However, in the gas-driven cryocooler adopting a collar bumper
type, when the displacer reaches a bottom dead center, a low
pressure sealed region is formed on one side of a collar.
Consequently, due to a differential pressure from a high pressure
region on the other side of the collar, a movement of the displacer
toward a top dead center may be hindered.
[0009] It is desirable to facilitate the movement of the displacer
from the bottom dead center toward the top dead center in the
gas-driven cryocooler adopting the collar bumper type.

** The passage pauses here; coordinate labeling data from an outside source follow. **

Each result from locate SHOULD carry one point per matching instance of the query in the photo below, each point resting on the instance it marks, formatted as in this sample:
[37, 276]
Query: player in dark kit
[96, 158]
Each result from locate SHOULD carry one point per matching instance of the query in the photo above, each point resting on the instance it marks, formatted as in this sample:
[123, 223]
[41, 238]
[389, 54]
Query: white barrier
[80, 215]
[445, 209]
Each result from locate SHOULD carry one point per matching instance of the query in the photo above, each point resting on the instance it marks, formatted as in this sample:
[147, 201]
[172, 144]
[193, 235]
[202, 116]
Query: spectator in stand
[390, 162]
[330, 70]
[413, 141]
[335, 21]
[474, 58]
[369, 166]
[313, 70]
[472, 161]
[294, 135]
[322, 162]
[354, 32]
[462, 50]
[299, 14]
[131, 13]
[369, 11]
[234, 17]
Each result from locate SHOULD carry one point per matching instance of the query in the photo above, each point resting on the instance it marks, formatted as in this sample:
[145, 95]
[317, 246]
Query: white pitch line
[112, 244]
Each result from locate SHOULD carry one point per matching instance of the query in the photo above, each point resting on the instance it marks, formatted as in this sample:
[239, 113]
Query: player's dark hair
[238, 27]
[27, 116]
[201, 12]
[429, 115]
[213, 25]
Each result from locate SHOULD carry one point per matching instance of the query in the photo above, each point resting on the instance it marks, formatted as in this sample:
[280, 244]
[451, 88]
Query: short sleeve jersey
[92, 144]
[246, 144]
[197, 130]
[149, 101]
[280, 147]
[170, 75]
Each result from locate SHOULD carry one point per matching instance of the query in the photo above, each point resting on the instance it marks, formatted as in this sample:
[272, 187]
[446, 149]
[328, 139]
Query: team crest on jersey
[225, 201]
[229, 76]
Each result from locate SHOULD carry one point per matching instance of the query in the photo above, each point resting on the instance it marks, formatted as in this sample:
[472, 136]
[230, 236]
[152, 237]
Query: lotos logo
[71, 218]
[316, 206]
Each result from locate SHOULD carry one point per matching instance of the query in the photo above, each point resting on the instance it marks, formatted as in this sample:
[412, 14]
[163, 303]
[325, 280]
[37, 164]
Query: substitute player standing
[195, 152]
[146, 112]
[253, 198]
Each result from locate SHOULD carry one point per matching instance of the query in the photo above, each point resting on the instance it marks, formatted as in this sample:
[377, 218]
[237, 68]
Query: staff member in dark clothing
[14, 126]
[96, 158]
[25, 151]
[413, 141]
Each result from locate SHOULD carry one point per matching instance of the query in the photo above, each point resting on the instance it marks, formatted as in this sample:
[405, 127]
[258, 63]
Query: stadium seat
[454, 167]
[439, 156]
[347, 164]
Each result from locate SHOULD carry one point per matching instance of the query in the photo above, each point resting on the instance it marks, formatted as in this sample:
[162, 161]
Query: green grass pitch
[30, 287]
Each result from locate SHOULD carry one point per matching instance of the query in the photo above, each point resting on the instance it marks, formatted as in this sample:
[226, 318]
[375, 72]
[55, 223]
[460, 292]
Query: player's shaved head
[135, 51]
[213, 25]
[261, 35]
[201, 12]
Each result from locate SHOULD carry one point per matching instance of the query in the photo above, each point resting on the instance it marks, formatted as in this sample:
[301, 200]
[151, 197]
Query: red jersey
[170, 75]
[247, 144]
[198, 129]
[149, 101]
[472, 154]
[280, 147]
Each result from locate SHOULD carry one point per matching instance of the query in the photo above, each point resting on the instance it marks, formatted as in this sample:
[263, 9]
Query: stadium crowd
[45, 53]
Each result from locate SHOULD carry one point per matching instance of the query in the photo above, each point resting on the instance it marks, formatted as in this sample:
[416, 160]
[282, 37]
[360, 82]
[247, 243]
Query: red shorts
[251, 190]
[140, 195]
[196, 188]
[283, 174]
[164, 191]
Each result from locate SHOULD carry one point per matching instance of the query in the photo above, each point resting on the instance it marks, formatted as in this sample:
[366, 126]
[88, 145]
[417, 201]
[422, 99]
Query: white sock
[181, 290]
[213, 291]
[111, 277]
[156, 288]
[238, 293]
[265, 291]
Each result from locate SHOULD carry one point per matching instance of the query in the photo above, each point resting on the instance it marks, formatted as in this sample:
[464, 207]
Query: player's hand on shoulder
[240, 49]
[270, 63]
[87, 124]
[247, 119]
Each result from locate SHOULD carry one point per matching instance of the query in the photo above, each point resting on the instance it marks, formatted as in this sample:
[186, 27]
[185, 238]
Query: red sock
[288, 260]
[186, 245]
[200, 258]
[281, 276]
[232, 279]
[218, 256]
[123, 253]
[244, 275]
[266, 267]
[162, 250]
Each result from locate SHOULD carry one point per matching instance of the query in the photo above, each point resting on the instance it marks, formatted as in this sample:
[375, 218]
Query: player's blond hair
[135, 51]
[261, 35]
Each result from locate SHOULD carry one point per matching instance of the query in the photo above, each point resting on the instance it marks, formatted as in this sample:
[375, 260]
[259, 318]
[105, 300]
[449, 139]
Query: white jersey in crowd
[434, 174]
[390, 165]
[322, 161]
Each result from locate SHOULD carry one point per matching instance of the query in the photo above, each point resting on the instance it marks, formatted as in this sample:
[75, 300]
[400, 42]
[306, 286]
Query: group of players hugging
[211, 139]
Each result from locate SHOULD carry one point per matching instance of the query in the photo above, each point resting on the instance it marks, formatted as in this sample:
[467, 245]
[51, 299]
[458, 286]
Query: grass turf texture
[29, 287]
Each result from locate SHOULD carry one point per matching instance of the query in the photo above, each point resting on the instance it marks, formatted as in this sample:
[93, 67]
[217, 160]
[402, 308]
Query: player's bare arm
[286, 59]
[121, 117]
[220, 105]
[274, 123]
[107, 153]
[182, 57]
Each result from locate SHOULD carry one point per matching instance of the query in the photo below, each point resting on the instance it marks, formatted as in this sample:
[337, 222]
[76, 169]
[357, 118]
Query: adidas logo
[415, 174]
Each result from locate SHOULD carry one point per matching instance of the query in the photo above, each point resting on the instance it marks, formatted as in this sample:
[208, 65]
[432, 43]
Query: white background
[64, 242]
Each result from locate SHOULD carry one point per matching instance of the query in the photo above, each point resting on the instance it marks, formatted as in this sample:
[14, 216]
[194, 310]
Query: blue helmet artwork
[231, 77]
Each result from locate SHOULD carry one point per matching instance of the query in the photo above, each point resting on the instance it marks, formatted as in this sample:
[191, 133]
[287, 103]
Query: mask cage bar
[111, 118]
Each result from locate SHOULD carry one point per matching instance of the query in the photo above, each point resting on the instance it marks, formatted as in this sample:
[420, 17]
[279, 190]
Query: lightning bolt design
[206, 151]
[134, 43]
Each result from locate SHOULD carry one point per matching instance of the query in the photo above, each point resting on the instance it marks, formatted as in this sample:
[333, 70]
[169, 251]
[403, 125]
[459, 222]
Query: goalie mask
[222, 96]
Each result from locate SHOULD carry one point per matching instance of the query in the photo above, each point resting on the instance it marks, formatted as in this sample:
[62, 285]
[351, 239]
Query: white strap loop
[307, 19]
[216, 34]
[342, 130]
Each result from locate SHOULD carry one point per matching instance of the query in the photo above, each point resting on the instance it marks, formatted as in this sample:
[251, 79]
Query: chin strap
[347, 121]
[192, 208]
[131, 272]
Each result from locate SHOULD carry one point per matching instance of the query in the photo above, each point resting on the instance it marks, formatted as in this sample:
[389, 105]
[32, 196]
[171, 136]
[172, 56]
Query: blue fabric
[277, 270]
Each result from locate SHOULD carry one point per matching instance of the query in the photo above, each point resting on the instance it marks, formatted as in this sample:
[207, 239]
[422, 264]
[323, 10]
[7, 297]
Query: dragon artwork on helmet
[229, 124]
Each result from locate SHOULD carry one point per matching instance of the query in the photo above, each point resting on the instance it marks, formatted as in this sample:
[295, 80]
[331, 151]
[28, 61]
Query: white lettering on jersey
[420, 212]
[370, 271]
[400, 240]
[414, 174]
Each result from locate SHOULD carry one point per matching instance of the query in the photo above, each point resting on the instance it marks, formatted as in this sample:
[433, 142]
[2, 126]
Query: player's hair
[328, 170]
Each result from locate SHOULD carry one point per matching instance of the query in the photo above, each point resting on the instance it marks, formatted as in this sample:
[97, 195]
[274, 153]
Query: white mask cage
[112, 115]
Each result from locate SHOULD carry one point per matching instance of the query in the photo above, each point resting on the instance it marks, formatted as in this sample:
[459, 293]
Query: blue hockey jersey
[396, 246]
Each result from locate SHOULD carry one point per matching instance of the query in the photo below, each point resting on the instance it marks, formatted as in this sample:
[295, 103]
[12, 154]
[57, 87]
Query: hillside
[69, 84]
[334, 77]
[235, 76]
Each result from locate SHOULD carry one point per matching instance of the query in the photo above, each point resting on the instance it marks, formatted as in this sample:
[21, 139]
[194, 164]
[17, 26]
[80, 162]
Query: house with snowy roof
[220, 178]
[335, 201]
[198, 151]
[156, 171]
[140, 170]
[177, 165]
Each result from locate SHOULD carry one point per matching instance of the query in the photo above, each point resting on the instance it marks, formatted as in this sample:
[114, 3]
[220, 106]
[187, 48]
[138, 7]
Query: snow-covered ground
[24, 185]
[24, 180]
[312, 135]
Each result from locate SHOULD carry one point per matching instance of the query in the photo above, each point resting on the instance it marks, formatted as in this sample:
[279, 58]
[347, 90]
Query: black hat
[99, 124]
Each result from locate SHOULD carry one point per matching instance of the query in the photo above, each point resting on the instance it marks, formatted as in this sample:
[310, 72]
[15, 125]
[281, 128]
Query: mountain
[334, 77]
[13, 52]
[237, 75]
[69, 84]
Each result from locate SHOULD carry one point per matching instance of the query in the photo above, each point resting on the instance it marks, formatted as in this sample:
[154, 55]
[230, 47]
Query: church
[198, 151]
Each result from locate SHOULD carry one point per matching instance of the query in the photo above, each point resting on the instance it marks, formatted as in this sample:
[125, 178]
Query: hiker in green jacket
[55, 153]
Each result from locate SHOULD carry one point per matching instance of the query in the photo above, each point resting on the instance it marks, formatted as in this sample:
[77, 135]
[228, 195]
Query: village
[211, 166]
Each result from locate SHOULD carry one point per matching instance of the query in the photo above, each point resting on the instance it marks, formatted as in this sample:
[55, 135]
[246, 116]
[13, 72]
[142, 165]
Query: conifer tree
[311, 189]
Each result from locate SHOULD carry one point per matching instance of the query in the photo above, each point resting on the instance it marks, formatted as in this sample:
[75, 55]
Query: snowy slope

[0010] Any desired combinations of the above-described components
or those in which components or expressions according to the
present invention are substituted with each other in methods,
devices, and systems may be effectively adopted as an aspect of the
present invention.
[0011] According to the present invention, it is possible to
facilitate the movement of the displacer from the bottom dead
center to the top dead center in the gas-driven cryocooler adopting
the collar bumper type.
[0012] Hereinafter, embodiments according to the present invention
will be described in detail with reference to the drawings. The
same reference numerals will be assigned to the same or equivalent
components, members, and processes in the description and the
drawings, and repeated description will be appropriately omitted.
Scales or shapes of respectively illustrated elements are set for
convenience in order to facilitate the description, and are not to
be interpreted in a limited manner unless otherwise specified. The
embodiments described below are merely examples, and do not limit
the scope of the present invention at all. All features or
combinations thereof described in the embodiments are not
necessarily essential to the invention.
[0013] FIGS. 1 and 2 are views schematically illustrating a
cryocooler 10 according to one embodiment. For example, the
cryocooler 10 is a gas-driven GM cryocooler.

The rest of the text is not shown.